OUTLOOK PHOTO: ZANE SPARLING - Donovan Smith and Sika Stanton in downtown Portland.Portland filmmaker Sika Stanton and journalist Donovan Smith recently collaborated on "The Numbers," a documentary focusing on life in the "numbered" streets of East Multnomah County.

The film — available at — was funded by a grant from the Oregon Humanities. Here's what you need to know before you watch.

OUTLOOK: What questions did you ask to get people talking?

SIKA STANTON: What makes a home a home, what makes a place like home? This area is fraught with a lot of perceptions about what it is or is not. I was curious if people were aware and if they agreed with that.

OUTLOOK: Can you describe those perceptions?

DONOVAN SMITH: If your neighbors (are) a lot of black people or a lot of brown people, they get branded with a blanket of criminality.
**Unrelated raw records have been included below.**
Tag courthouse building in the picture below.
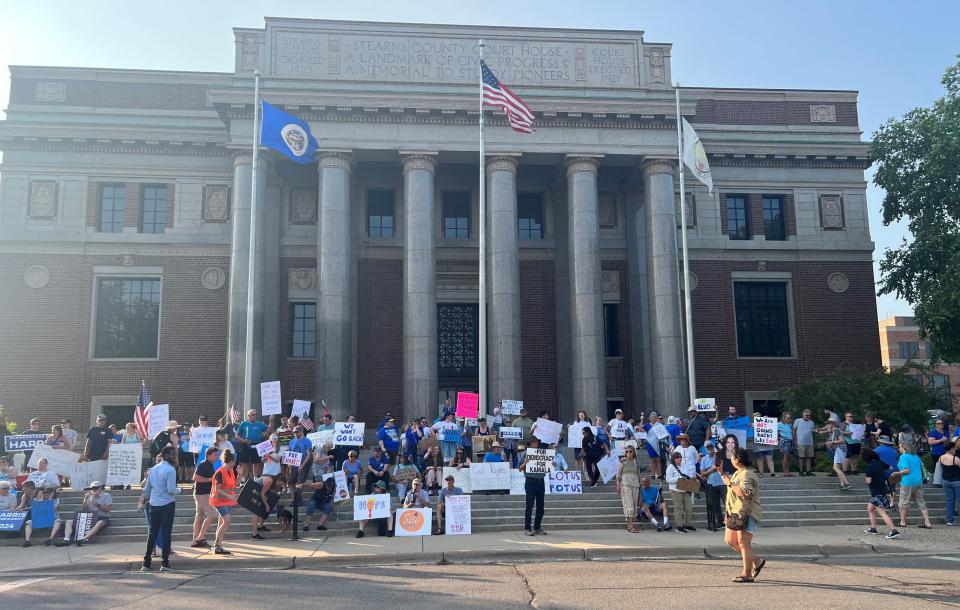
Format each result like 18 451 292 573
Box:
0 18 880 427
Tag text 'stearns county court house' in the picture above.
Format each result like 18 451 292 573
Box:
0 18 880 427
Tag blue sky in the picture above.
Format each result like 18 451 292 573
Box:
0 0 960 317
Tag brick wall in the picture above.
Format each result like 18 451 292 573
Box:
690 261 880 408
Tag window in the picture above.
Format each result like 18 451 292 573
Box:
93 278 160 358
900 341 920 360
443 192 470 239
290 303 317 358
727 195 750 239
99 184 127 233
733 282 791 358
763 197 787 241
517 193 543 240
367 190 394 239
140 185 167 233
603 303 621 358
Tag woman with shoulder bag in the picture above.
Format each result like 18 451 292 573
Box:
723 447 767 583
667 451 699 534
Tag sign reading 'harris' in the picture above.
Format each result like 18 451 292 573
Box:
272 28 641 88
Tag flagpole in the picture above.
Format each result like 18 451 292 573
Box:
477 40 487 417
243 70 260 409
673 83 697 407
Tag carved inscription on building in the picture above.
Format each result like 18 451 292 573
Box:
272 29 639 88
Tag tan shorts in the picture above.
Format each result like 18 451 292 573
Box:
897 485 927 510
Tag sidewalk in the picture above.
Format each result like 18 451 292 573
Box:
0 526 960 575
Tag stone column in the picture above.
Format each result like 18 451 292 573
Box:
313 151 354 419
486 155 523 406
643 159 687 415
401 153 438 414
566 155 607 413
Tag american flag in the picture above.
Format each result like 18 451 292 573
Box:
480 59 533 133
133 379 153 440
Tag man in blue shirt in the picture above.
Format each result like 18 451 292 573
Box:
366 447 390 495
377 417 400 465
140 447 180 572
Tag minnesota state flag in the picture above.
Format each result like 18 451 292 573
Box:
260 102 317 165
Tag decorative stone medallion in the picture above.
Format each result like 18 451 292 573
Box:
200 267 227 290
827 271 850 294
23 265 50 288
30 180 57 218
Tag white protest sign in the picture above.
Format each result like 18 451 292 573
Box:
693 398 717 411
443 496 472 536
547 470 583 496
741 417 777 447
69 458 107 489
290 399 310 417
597 455 620 485
533 417 563 445
147 405 170 441
510 468 527 496
106 443 143 487
443 466 473 494
333 421 366 447
353 494 390 521
280 451 303 468
27 442 78 477
524 448 557 474
260 381 283 415
394 508 433 536
500 400 523 415
466 462 510 493
190 426 217 453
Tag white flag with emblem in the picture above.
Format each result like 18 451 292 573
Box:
681 119 713 194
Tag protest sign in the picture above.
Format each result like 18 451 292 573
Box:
443 496 471 536
254 441 273 457
106 443 143 487
333 421 366 447
524 449 557 474
67 460 108 489
443 466 473 494
280 451 303 468
353 494 390 521
27 442 78 477
693 398 717 411
500 426 523 441
753 417 777 445
597 455 620 485
290 399 310 418
533 417 563 445
260 381 283 415
147 405 170 441
470 462 510 493
190 426 217 453
500 400 523 415
567 421 590 449
3 434 47 453
457 392 480 419
510 468 527 496
547 470 583 496
394 508 433 536
30 500 57 530
0 510 28 532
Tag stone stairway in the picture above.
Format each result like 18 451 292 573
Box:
0 473 945 544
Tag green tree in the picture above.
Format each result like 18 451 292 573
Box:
779 367 939 430
873 56 960 362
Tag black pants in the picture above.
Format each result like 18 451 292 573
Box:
143 502 176 566
523 477 547 530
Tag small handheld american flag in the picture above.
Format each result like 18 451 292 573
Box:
480 59 534 133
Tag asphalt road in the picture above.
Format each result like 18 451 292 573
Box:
0 553 960 610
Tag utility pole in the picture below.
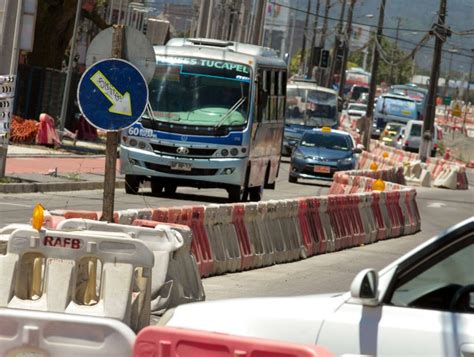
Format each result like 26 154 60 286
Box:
250 0 267 45
306 0 321 78
299 0 311 74
318 0 331 85
420 0 450 162
443 49 455 97
58 0 82 132
389 17 402 84
362 0 386 151
464 48 474 104
339 0 356 99
326 0 346 88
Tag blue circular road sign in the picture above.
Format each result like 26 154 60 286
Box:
77 58 148 131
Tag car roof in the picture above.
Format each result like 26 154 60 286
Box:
306 128 352 137
390 84 428 94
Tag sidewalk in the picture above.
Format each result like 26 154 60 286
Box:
0 141 124 193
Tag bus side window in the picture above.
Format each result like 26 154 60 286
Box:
257 70 269 122
277 71 286 120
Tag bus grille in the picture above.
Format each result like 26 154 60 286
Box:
151 144 216 156
145 162 219 176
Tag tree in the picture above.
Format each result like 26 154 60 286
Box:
28 0 109 69
349 35 413 85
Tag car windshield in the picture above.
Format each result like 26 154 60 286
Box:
377 97 418 119
348 104 367 111
390 244 474 310
390 87 426 102
300 132 352 151
149 57 250 126
286 87 337 127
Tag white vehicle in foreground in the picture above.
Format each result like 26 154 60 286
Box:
160 217 474 356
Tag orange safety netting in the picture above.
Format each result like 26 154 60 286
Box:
10 115 39 144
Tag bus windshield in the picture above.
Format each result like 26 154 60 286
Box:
286 87 337 127
149 57 250 127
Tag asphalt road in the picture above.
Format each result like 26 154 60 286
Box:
0 163 474 299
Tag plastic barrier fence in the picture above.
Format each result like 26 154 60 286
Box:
53 219 205 316
50 172 420 278
371 140 469 190
0 227 154 330
0 309 135 357
133 326 332 357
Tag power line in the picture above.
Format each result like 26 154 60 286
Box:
269 0 429 32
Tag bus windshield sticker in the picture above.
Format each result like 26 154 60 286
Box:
155 56 250 82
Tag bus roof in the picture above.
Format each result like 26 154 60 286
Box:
154 38 287 68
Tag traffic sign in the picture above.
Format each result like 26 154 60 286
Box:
77 58 148 131
451 102 462 117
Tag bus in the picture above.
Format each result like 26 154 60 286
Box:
282 80 339 156
120 38 287 202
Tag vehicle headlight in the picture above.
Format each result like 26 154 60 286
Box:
293 151 304 160
338 157 354 165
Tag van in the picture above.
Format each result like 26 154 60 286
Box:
397 120 443 157
372 94 418 139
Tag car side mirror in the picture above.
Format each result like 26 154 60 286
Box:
351 269 379 306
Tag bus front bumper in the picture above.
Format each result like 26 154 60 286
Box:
120 146 248 187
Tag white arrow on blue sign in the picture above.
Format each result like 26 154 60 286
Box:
77 58 148 131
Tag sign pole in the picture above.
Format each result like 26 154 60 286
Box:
101 25 125 222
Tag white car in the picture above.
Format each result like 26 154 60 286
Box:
160 217 474 356
347 103 367 120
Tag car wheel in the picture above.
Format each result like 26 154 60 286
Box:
227 186 243 202
150 178 164 195
125 175 140 195
248 186 263 202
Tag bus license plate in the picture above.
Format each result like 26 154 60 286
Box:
313 166 331 174
170 161 193 171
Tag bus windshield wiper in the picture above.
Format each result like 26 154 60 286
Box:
214 97 246 129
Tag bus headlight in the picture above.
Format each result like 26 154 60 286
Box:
222 167 235 175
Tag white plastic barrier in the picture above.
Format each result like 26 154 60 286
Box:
153 223 206 316
0 228 154 330
54 219 204 315
0 309 135 357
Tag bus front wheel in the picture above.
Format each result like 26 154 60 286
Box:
150 177 164 195
165 185 178 195
125 175 140 195
227 186 243 202
248 186 263 202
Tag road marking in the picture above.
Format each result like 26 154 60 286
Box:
426 202 446 208
91 71 132 117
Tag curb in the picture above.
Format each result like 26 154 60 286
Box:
0 180 125 193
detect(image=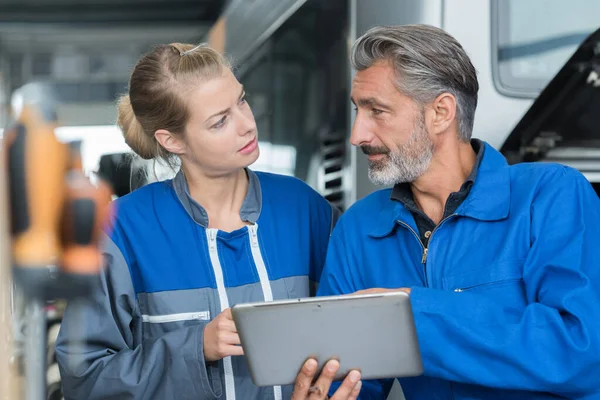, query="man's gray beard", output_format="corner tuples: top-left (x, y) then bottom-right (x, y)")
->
(369, 116), (434, 186)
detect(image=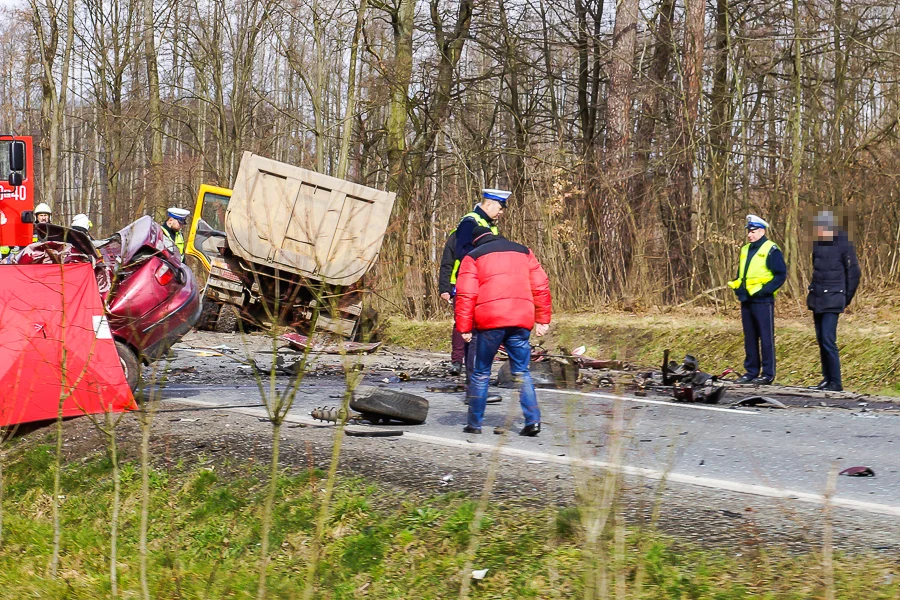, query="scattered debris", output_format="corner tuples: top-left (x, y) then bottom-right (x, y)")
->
(350, 386), (428, 425)
(497, 356), (578, 389)
(309, 406), (354, 423)
(839, 467), (875, 477)
(344, 427), (403, 437)
(634, 350), (726, 404)
(281, 333), (381, 354)
(732, 396), (787, 408)
(425, 383), (466, 394)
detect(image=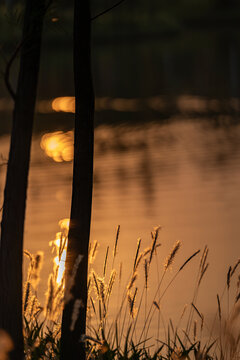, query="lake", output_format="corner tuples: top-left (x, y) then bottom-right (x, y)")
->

OUTLOOK: Most of your interview subjects are young. Why?

SMITH: That was on purpose. We wanted to talk to people who were (inside) the American Dream. Eighteen-to-25-year-olds, that's the core bracket where you're getting your own home, pursuing a career — things that aren't necessarily happening for (our) generation.

OUTLOOK: Gentrification is a hot topic in Gresham right now. What's your take?

STANTON: It's already happening in the area they've designated as urban renewal areas. More people want to live here. You can't change that, but you can try to influence it.

SMITH: How many people in Rockwood actually know what Rockwood Rising is? How many people are going to be displaced? How many people are going to stay in the neighborhood and actually benefit from the services? Those are all important questions.

OUTLOOK: Any answers?

SMITH: Gentrification is not as simple as putting a structure up and people get dispersed. There's levels of engagement, and the government or the city is not creative enough in terms of engagement and inclusivity.

Especially with Rockwood Rising, that structure is being built with some city funds, but it's being majority built by outside investors. Because they control the majority of development, 80 percent of the housing that's (planned) is not even affordable.

STANTON: That's the thing! People have to make a profit, and we live in a capitalist model. So how do you benefit people who have the least amount of capital in that equation? How do you generate the economy in your neighborhood if nobody has any money?

OUTLOOK: I don't know.

STANTON: The solution is always going to be get more money. Those are the questions I (leave) our film with. We talked to all these kids (who) all want the same thing. Everybody wants to live in a nice place. Everybody wants the opportunity to determine the course of their lives and their dreams.

OUTLOOK: What would you like city planners to change about Rockwood Rising?

SMITH: "I think they could be more public about how many people are going to be displaced in places like Rockwood, where rents are starting to go up, where people are starting to leave their homes due to the "market."

They're not even giving an estimate. They're saying, 'We're doing this for you — just trust us.' When the process of gentrification has always been so secretive and insidious.

OUTLOOK: It sounds like the documentary is a lot larger than just Rockwood.

SMITH: The film is about everything past 82nd Avenue in Portland. The way that politics functions, sometimes it passes off blame or responsibility because of where somebody's zip code is or the lines that have been drawn.

OUTLOOK: What do you want viewers to take away from the film?

STANTON: There's this thing about perception versus reality. I want people to have less stereotypes when they talk to people who don't necessary look like them. Check your perception of an area, and actually engage with it and be curious.


Name: Sika Stanton

Age: 35

For this film: Producer, camerawoman and editor

On the web:

Education: Studied art and photography at Stanford University

Current home: The Historic Mississippi District in Portland. "Historically black," she clarifies. "Everytime I see one of those (historic) signs I want to write over it: Historically black."


Name: Donovan Smith

Age: 26

For this film: Copywriter and production assistant

On the web:

Education: Oregon Episcopal School. Attended Fisk University for two years.